A small washhouse stood behind the lodge with separate bath and toilet areas for men and women.

A two-story apartment building was erected behind the lodge, where Ike and Sue Elkins resided, along with some employees. This structure burned to the ground in 1970.

In the 1980s, the walls in the bar portion of the lodge were restructured.

Logs from an old log ice house that was no longer usable at the resort were used for the reconstruction. The logs were hand planed and stained to match the existing bar walls and ceiling.

It is unknown when the first breakwater was built. There were several docks with open slips in the beginning years of the resort.

Tracie said there was a small fishing boat for each cabin.

The original cabins had no plumbing. Bathrooms were either incorporated into the original structure of the cabins or added onto them at some point.

Many of the lakefront cabins had sleeping porches within the cabin structure that were later enclosed. The original electrical power came from a small hydroelectric system powered by Reeder Creek.

Guests in the 1960s were allowed to add on to the cabins as they saw fit. This is the reason that all the cabins scattered around the property are a little different.

During the Priest Lake Heritage Series, hosted by the Priest Lake Museum, several years ago Bob Davis said of Ike Elkins: “He was quite an entrepreneur, a very bright guy, very personable.”

Elkins continued to operate the resort until the mid-1950s when his son, Al Elkins, took over.

Bob and Sharon Davis, who grew up together in Yakima, discovered Priest Lake after moving to Oregon.

One summer, they heard there was a resort for sale at Priest Lake.
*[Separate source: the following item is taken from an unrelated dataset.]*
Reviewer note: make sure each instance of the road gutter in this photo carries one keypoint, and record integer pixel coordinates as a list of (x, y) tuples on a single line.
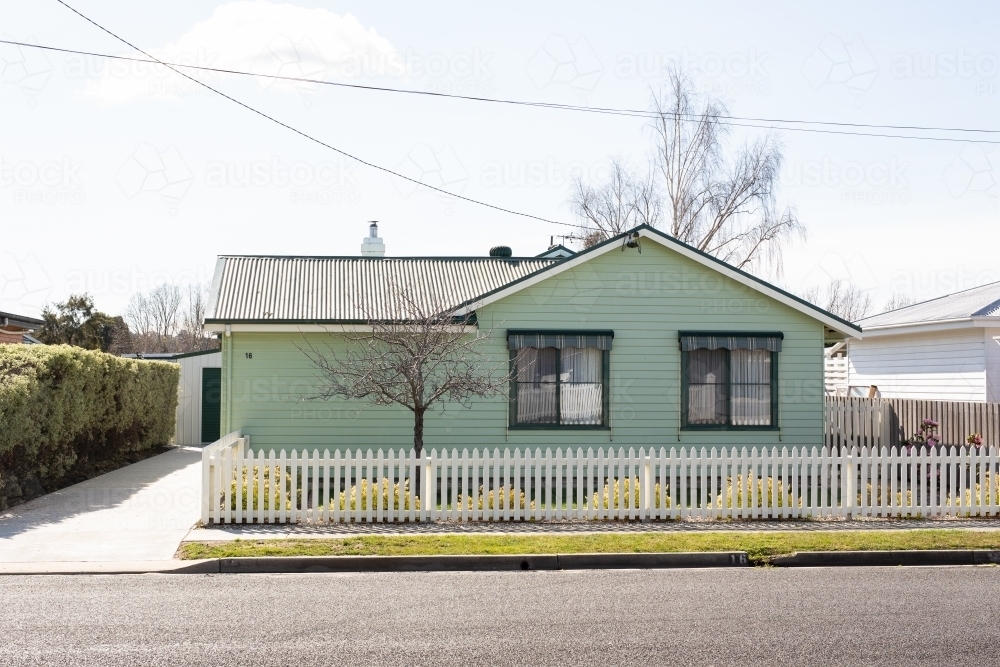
[(506, 562)]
They saved and eventually purchased Elkins Resort.

That first year was a trying one, though. It was “record everything,” Davis said – record cold, record snow, record heat. And then, a summer storm on Aug. 6, 1984, wreaked havoc on the resort, taking out trees and lifting one of the cabins up.

They survived that first year, and continued to make improvements to the cabins and lodge. In 1985, Elkins and Hills started a Battle of the Bands to raise funds for firefighters. Everyone would dance and eat hot dogs and hamburgers. Ike and Sue Elkins attended the event.

When Bob and Sharon Davis partnered with Tracie and Mike 16 years ago, they said the resort was in good hands.